I've caught a little DIY fever recently. 

*I've become a little dye-curious.*

I want to go a light auburn to red-brown; a little darker than this pic below






I was wondering how I go about dying my hair without frying it off and maintaining it after all that processing. 
	

	
	
		
		

		
		
	


	




How do I prep my hair for the process? 
I know my relaxer should be weeks apart from dyeing. 
Are there any processor fluids you recommend over others? 
And are their any hair dyes that would best for relaxed hair? 
And of course any tips, experiences, and recommendations outside of what I'm asking would be really really awesome!

Please help!

BTW! Should I practice on some cheapy human yaki?


----------



## HeavenLeiBlu (Sep 20, 2010)

Quote:

   Originally Posted by *Goat Goat Etc.* 

 
_

How do I prep my hair for the process?
I know my relaxer should be weeks apart from dyeing. 
Are there any processor fluids you recommend over others? 
And are their any hair dyes that would best for relaxed hair? 
And of course any tips, experiences, and recommendations outside of what I'm asking would be really really awesome!

Please help!

BTW! Should I practice on some cheapy human yaki?_

 

To answer your questions in order:

1. Make sure your hair is clean and free of products. Ideally, you'd do this on a weekend. Wash your hair on Friday night... do the color Saturday night or Sunday. I'd wash my hair an immediately color, BUT my hair is natural, so I advise against doing that immediately post shampoo if your hair is processed in any way. 1b. Yes, wait at least two weeks between those two processes. 1c. *DO THE STRAND TEST!!!!!!!!!!*

2. Not really. I'd advise you to stick with box color as opposed to two step processes ( bleaching to lighten, then adding color), especially since this seems like your first time.
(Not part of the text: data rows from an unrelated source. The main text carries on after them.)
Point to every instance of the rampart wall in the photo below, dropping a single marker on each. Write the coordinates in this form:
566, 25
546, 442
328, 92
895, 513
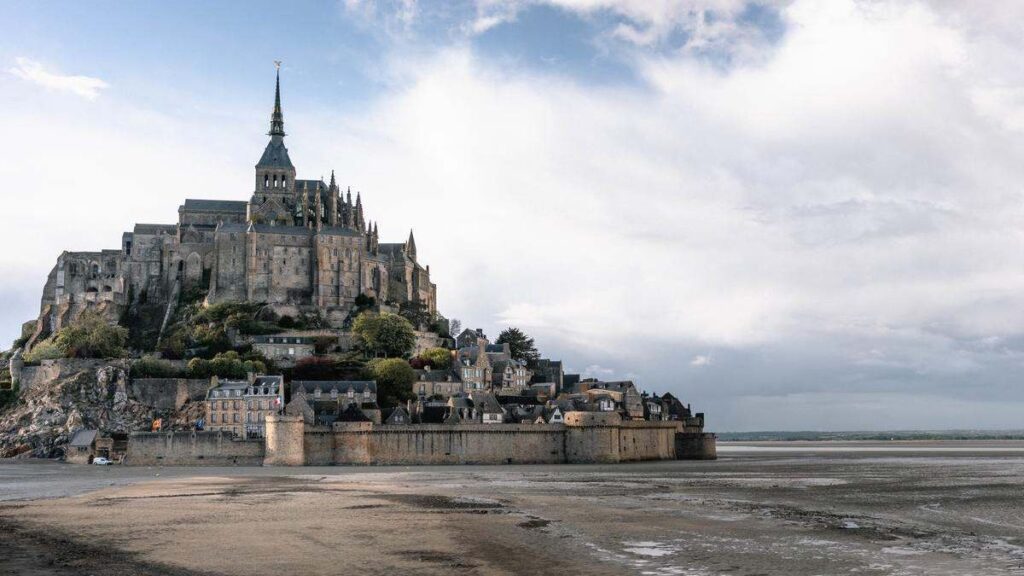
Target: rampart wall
192, 448
585, 438
168, 394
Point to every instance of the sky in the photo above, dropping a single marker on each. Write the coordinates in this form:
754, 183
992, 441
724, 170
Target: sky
793, 215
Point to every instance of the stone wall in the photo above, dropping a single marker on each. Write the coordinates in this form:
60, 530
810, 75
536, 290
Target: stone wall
192, 448
696, 446
439, 444
168, 394
284, 441
51, 370
586, 438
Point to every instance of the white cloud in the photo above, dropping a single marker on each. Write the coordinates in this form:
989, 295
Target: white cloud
841, 217
36, 73
700, 360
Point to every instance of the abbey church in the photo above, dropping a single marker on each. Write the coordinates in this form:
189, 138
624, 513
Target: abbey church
298, 245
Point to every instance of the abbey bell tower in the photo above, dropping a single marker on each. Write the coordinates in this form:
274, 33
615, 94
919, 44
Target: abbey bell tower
274, 173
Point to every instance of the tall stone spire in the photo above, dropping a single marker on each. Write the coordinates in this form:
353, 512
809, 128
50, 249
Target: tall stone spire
276, 119
411, 246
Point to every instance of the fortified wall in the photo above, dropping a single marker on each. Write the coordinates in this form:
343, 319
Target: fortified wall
584, 438
192, 448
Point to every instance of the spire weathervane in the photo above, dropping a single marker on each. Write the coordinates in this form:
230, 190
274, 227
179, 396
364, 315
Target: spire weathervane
276, 119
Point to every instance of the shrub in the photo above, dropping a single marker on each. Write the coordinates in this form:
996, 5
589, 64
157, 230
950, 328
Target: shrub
394, 380
439, 359
198, 368
92, 336
387, 334
45, 350
327, 368
150, 367
226, 365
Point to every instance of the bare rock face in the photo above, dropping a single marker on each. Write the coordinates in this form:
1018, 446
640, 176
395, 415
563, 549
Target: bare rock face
66, 396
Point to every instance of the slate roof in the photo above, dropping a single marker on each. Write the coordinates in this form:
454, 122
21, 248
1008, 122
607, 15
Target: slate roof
308, 386
486, 403
398, 416
228, 206
432, 414
155, 230
274, 155
83, 439
352, 414
437, 375
288, 231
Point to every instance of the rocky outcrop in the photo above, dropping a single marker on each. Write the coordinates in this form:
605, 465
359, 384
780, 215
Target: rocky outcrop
62, 396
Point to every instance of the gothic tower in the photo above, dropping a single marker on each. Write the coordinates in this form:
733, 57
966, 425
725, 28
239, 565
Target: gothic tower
274, 172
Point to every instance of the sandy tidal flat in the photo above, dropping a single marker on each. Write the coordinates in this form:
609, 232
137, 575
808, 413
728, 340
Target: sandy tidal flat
753, 512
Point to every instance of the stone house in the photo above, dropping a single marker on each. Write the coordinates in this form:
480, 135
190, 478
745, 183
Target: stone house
299, 245
288, 347
510, 376
487, 409
469, 337
82, 447
342, 392
549, 371
225, 406
475, 370
443, 383
398, 416
241, 407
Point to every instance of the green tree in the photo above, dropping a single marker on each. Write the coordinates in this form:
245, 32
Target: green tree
45, 350
437, 359
520, 344
394, 380
387, 334
198, 368
92, 336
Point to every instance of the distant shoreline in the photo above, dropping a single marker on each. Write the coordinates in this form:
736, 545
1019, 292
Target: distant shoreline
886, 436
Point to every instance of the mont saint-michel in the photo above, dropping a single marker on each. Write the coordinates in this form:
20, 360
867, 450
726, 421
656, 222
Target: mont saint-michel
281, 330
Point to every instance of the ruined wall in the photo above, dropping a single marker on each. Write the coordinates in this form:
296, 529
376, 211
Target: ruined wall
318, 443
696, 446
192, 448
439, 444
592, 437
646, 441
51, 370
168, 394
284, 441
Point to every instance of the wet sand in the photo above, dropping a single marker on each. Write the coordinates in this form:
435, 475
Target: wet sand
931, 508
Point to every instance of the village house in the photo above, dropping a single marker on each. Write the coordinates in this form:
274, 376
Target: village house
442, 383
241, 407
288, 347
510, 376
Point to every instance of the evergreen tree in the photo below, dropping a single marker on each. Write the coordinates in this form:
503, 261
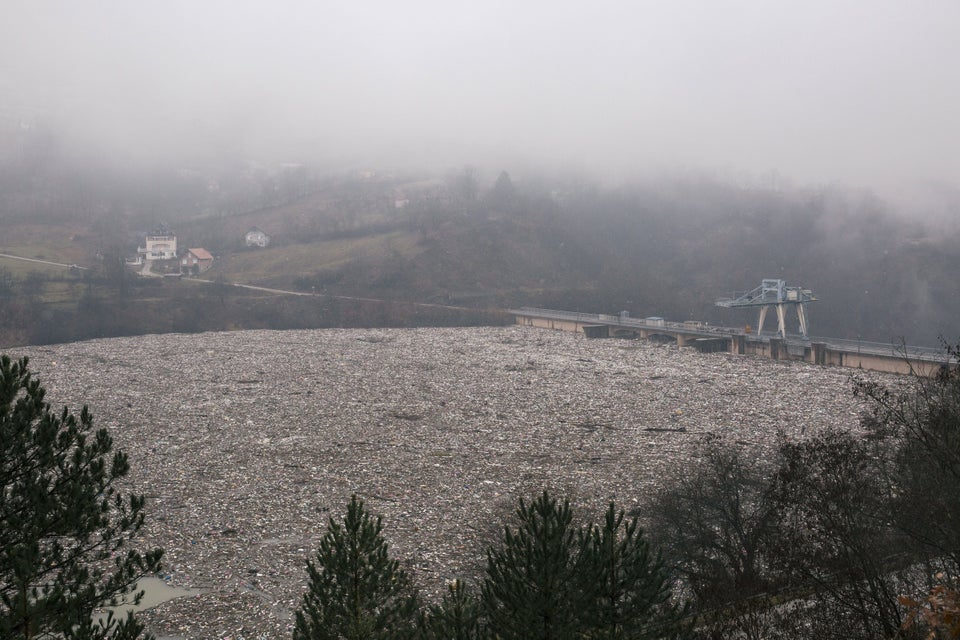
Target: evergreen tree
65, 528
355, 591
534, 583
457, 617
632, 586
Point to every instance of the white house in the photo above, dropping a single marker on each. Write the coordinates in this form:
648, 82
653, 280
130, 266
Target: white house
257, 238
160, 245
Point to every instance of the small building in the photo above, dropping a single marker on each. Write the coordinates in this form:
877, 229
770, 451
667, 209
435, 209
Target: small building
159, 245
256, 238
199, 258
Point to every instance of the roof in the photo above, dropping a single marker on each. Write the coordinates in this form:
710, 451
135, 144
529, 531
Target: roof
201, 254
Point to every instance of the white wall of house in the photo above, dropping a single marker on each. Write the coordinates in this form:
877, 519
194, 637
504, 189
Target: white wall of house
257, 238
161, 247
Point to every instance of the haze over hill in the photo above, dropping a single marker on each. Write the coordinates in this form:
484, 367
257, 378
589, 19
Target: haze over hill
817, 92
654, 157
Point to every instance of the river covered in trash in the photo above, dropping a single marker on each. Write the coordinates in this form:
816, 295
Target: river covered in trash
245, 443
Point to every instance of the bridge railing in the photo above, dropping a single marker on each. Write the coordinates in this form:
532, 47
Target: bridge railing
926, 354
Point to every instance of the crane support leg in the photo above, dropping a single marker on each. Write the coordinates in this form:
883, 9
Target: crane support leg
802, 317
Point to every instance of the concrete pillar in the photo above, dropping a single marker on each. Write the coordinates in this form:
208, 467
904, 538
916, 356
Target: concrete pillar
738, 345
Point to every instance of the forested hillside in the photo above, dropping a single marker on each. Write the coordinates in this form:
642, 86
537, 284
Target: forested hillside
667, 248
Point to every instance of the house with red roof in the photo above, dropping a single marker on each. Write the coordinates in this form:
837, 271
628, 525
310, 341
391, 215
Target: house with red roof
198, 260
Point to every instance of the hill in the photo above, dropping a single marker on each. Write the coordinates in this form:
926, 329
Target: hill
668, 249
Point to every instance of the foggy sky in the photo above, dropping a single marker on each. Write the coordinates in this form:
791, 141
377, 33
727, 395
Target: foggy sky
863, 93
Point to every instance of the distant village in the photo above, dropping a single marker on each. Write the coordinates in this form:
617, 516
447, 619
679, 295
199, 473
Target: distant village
159, 256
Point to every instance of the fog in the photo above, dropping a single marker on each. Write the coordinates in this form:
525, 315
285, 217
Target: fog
824, 92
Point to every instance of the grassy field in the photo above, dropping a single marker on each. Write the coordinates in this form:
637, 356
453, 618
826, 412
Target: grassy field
282, 264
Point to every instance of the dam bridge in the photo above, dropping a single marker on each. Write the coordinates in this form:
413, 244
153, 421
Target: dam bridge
874, 356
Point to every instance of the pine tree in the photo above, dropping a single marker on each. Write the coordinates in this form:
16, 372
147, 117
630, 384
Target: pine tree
633, 587
457, 617
65, 527
533, 588
355, 590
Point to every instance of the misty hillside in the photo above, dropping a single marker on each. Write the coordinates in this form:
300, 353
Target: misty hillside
669, 248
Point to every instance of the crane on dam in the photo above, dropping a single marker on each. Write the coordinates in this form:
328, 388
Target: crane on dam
774, 293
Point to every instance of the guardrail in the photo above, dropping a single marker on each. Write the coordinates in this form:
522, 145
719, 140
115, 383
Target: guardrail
927, 354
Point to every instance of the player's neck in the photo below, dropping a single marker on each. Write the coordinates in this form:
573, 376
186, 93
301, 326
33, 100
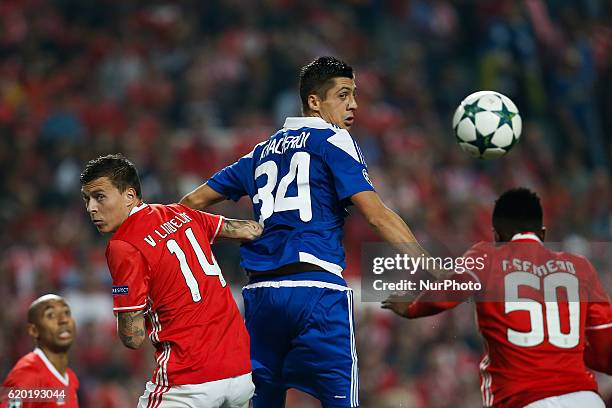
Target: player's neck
59, 360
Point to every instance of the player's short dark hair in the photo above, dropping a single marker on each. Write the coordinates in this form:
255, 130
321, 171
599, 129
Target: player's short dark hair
35, 309
119, 170
317, 77
517, 210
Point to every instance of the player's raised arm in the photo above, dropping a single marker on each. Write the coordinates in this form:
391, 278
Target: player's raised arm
245, 230
390, 226
131, 328
228, 183
202, 197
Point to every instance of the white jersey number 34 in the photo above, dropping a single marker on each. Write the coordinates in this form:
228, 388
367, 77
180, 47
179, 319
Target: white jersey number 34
299, 168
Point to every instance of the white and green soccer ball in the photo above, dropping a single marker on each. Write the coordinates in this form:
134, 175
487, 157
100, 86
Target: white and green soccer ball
487, 124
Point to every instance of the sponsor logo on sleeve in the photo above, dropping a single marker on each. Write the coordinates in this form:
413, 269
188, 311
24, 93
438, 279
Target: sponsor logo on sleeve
120, 290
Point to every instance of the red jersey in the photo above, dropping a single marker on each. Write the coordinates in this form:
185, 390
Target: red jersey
35, 372
533, 308
161, 261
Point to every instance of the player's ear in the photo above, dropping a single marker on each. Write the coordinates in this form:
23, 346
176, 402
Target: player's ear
314, 103
130, 195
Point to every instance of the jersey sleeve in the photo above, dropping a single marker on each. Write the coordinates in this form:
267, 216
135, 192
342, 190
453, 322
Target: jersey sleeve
210, 223
599, 309
232, 181
475, 263
23, 377
342, 155
129, 271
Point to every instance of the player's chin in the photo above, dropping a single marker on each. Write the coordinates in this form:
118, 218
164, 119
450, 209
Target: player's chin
102, 228
347, 123
62, 345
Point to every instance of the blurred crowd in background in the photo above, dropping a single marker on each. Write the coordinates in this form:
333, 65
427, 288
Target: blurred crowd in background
185, 88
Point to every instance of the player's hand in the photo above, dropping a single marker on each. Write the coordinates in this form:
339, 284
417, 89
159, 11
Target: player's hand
398, 302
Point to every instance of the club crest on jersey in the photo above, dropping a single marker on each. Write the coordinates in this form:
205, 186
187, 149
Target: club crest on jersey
367, 177
120, 290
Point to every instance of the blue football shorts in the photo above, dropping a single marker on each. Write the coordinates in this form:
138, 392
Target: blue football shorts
302, 336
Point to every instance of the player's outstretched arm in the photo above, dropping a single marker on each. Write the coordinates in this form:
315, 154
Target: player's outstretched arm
390, 226
244, 230
202, 197
598, 350
131, 328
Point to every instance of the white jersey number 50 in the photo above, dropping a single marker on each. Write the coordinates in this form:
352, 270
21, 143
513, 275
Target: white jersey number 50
299, 168
552, 282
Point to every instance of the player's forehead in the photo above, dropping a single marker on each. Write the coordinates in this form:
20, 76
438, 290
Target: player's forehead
343, 83
51, 305
103, 184
44, 305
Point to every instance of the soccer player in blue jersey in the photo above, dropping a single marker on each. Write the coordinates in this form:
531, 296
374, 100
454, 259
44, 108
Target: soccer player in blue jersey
298, 308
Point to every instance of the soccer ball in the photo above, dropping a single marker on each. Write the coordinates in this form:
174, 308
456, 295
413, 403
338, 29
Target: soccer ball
487, 124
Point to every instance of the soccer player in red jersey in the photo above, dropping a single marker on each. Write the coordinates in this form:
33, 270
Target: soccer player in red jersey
543, 314
42, 378
163, 268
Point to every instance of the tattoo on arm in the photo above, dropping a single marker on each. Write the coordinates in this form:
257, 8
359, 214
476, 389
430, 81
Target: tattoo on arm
240, 229
131, 328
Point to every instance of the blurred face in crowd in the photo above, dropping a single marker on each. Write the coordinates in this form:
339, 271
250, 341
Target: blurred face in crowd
339, 105
51, 323
107, 206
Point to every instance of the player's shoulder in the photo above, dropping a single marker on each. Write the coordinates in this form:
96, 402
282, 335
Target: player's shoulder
482, 247
26, 372
580, 263
316, 129
74, 380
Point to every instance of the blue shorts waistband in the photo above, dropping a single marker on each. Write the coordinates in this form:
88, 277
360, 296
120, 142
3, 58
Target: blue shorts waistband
320, 276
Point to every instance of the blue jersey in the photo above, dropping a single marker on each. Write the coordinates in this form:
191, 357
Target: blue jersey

3.  To reiterate number 2, stick with pre-boxed color and stay the hell away from Feria and Dark and Lovely (ESPECIALLY when it comes to reds). Creme of Nature and Textures and Tones have lovely, gentle and vibrant long lasting reds.  *DO THE STRAND TEST!!!!!!*



Practicing on some yaki is an option, but it wont necessarily be true to the results YOUR hair will get. Different processing and porosity all factor into that. If anything, the yaki will help you with technique, not to see the end result on your own actual hair. *DO THE STRAND TEST, LOL

**Make sure you have some vaseline on hand to protect your ears/neck/forehead from getting stained.

 *Keep plenty towels around to clean up and protect your work area and floor.

* Have PLASTIC hair clips on hand.

 *If your hair is thick and longer than shoulder length, prepare to buy and use more than one box of color, and enlist help.  You'll need it.

Hope that helps. Good luck!


----------